L’une d’elle est Thierry Breton qui occupe un poste important dans l’économie du numérique, puisqu’il est chargé de mettre en œuvre le DSA. Récemment, il a pu avoir un échange en visioconférence avec le propriétaire de Twitter. Cette rencontre à distance a permis de rappeler les grands principes du DSA comme une politique de transparence, une modération renforcée face aux contenus illicites…
Twitter étant considéré comme une très large plateforme avec plus de 45 millions d’utilisateurs mensuels en Europe, elle devra s’acquitter à de nombreuses obligations sous peine de sanction.
Le résultat de cet échange a permis de confirmer qu’Elon Musk était favorable au DSA et qu’un test de résistance au siège de Twitter début 2023 aura lieu, afin d’évaluer sa mise à conformité.
La deuxième personnalité européenne qui a élevé la voix est Emmanuel Macron, lors de sa visite aux USA. Le président de la République Française et le dirigeant de Twitter ont pu se rencontrer en Louisiane. Cet échange, rappelant sensiblement celui avec Thierry Breton, a permis de marquer la position européenne sur les contenus haineux en ligne.

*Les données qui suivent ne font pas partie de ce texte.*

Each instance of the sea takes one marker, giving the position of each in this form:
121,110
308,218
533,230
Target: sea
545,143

Toutefois, il ressort deux points importants. Elon Musk a confirmé la présence de Twitter dans l’appel de Christchurch, qui est un mouvement composé d’États, d’entreprises et d’ONG qui luttent contre la diffusion des contenus terroristes et extrémistes sur internet. En participant à cet appel, lesdits contenus devront être retirés dans l’heure.

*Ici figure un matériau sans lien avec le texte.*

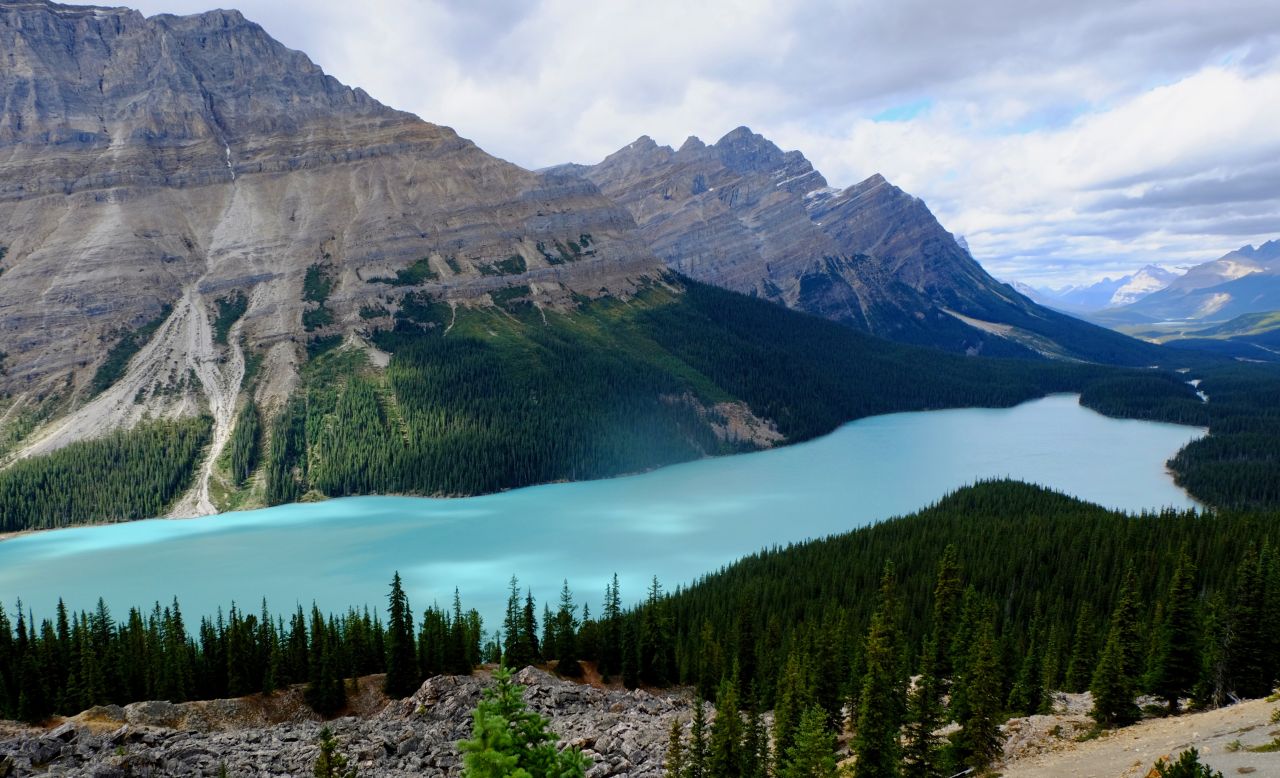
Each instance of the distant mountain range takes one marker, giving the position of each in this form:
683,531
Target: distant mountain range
745,215
197,223
1246,280
1106,293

Aussi, cette discussion claire et sincère a permis d’aborder la question de la protection des enfants en ligne, un combat partagé par Elon Musk. Ainsi la mise en place d’outils permettant une meilleure vérification de l’âge, la détection des prédateurs sexuels plus rapidement ainsi que de lutter contre le cyberharcèlement ont été des sujets débattus par les deux hommes.